Sequence identity may be measured using sequence analysis software on the default setting (e.g., Sequence Analysis Software Package of the Genetics Computer Group, University of Wisconsin Biotechnology Center, 1710 University Avenue, Madison, Wis., 53705). Such software may match similar sequences by assigning degrees of homology to various substitutions, deletions, and other modifications.

[0064] By “attaching,” “attachment,” or related word forms is meant any covalent or non-covalent bonding interaction between two components. Non-covalent bonding interactions include, without limitation, hydrogen bonding, ionic interactions, halogen bonding, electrostatic interactions, T bond interactions, hydrophobic interactions, inclusion complexes, clathration, van der Waals interactions, and combinations thereof. [0065] As used herein, the term “about” is understood to account for minor increases and/or decreases beyond a recited value, which changes do not significantly impact the desired function of the parameter beyond the recited value. In some cases, about encompasses +/- 10% of any recited value. As used herein, this term modifies any recited value, range of values, or endpoints of one or more ranges.

[0066] As used herein, the terms “top,” “bottom,” “upper,” “lower,” “above,” and “below” are used to provide a relative relationship between structures. The use of these terms does not indicate or require that a particular structure must be located at a particular location in the apparatus.

[0067] As used herein, the terms “comprises,” “comprising,” “includes,” “including,” “has,” “having” or any other variation thereof, are intended to cover a nonexclusive inclusion. For example, a process, method, article, or apparatus that comprises a list of features is not necessarily limited only to those features but may include other features not expressly listed or inherent to such process, method, article, or apparatus. Further, unless expressly stated to the contrary, “or” refers to an inclusive -or and not to an exclusive-or. For example, a condition A or B is satisfied by any one of the following: A is true (or present) and B is false (or not present), A is false (or not present) and B is true (or present), and both A and B are true (or present).

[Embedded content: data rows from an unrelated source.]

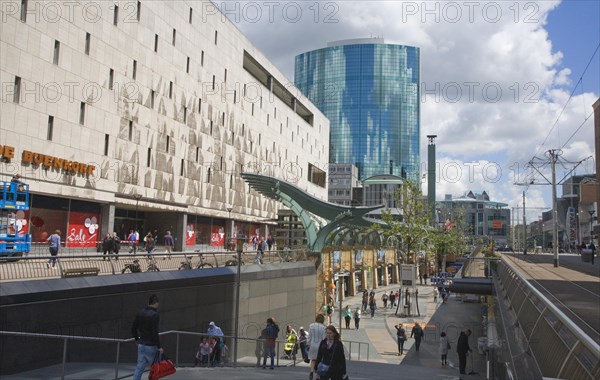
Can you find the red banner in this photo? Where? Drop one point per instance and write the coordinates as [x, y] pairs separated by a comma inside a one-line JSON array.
[[82, 231], [190, 235], [217, 236]]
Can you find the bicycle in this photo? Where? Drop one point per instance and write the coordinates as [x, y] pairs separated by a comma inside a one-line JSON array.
[[135, 266], [187, 264], [233, 262]]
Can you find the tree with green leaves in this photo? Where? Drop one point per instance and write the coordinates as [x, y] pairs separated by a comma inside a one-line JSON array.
[[449, 238], [411, 232]]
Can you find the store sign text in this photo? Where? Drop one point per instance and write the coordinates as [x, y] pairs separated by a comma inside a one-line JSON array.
[[48, 162]]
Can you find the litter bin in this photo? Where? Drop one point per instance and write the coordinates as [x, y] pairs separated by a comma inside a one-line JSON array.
[[586, 255], [482, 345]]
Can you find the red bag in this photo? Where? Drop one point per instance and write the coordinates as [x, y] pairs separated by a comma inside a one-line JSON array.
[[161, 367]]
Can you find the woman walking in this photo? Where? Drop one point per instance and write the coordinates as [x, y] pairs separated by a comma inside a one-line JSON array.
[[316, 333], [356, 318], [347, 316], [331, 361]]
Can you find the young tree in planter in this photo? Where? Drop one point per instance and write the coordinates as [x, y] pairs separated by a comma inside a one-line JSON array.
[[412, 231]]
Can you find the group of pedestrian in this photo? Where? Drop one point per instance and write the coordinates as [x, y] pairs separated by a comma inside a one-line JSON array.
[[111, 244], [321, 345], [416, 333]]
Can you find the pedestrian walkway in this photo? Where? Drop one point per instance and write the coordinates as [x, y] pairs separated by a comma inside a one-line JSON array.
[[378, 332], [451, 317]]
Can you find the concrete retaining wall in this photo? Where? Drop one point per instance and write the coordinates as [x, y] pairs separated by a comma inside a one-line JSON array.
[[105, 306]]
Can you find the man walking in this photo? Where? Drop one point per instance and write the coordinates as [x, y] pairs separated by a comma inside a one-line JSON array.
[[169, 243], [462, 347], [269, 333], [54, 241], [145, 332], [417, 333]]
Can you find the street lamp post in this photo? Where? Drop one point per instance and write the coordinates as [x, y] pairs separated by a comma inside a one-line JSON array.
[[591, 212], [137, 198], [239, 249], [229, 230], [341, 276]]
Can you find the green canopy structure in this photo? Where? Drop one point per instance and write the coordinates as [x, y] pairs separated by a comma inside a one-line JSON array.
[[324, 223]]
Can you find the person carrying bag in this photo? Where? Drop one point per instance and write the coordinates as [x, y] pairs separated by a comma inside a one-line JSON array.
[[161, 367], [331, 361]]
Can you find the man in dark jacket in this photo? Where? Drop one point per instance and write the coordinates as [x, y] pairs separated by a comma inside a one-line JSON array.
[[462, 347], [269, 334], [417, 333], [145, 332]]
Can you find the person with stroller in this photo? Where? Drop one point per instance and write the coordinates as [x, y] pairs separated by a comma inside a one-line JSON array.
[[303, 343], [216, 342], [291, 339]]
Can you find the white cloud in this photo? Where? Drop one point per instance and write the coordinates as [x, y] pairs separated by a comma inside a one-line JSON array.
[[494, 84]]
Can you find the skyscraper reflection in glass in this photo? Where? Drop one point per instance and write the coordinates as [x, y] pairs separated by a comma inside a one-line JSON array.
[[370, 92]]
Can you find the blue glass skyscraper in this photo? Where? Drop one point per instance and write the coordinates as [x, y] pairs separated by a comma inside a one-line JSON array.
[[370, 92]]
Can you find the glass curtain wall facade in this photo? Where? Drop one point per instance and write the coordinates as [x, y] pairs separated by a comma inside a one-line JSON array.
[[370, 92]]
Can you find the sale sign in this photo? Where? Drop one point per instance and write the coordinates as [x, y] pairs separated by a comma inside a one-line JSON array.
[[82, 231]]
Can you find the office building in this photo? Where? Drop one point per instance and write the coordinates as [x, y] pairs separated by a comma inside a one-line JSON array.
[[370, 91]]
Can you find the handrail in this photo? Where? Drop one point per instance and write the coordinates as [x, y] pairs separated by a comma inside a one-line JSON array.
[[35, 267], [576, 354], [581, 336], [118, 343]]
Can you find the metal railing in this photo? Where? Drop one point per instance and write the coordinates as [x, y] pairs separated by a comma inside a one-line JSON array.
[[40, 267], [178, 344], [561, 349]]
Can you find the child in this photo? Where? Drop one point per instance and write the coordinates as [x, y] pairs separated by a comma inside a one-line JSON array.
[[203, 353], [444, 347]]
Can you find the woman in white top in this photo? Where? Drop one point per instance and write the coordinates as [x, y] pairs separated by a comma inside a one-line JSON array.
[[444, 347], [316, 334]]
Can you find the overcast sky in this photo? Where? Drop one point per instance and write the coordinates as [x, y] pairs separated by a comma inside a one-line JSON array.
[[495, 77]]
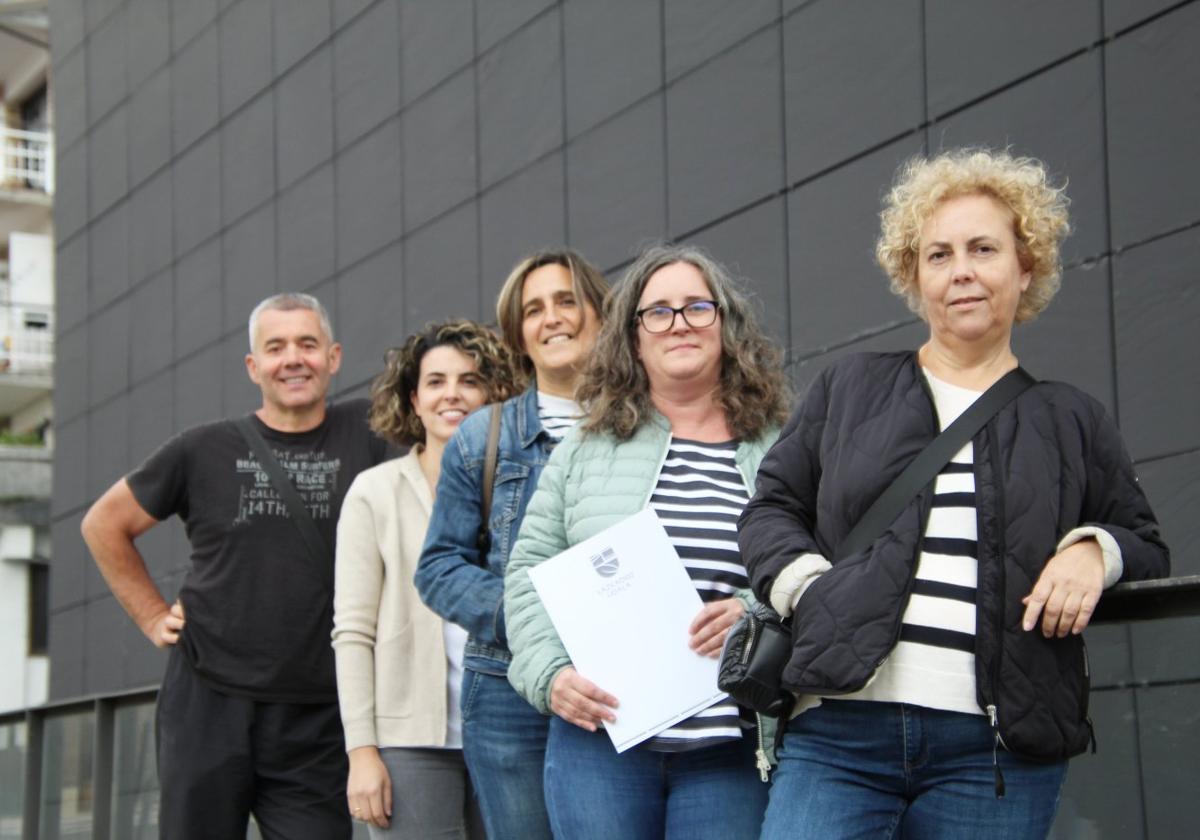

[0068] It should be noted that ratios, concentrations, amounts, and other numerical data may be expressed herein in a range format. It is to be understood that such a range format is used for convenience and brevity, and thus, should be interpreted in a flexible manner to include not only the numerical values explicitly recited as the limits of the range, but also to include all the individual numerical values or sub-ranges encompassed within that range as if each numerical value and sub-range is explicitly recited. To illustrate, a concentration range of “about 0.1% to about 5%” should be interpreted to include not only the explicitly recited concentration of about 0.1 wt. % to about 5 wt. %, but also include individual concentrations (e.g., 1%, 2%, 3%, and 4%) and the subranges (e.g., 0.5%, 1.1%, 2.2%, 3.3%, and 4.4%) within the indicated range. In an embodiment, the term “about” can include traditional rounding according to significant figures of the numerical value. In addition, the phrase “about ‘x’ to ‘y’” includes “about ‘x’ to about ‘y’”. [0069] This written description uses examples to disclose the embodiments, including the best mode, and also to enable those of ordinary skill in the art to make and use the invention. The patentable scope is defined by the claims, and may include other examples that occur to those skilled in the art. Such other examples are intended to be within the scope of the claims if they have structural elements that do not differ from the literal language of the claims, or if they include equivalent structural elements with insubstantial differences from the literal languages of the claims.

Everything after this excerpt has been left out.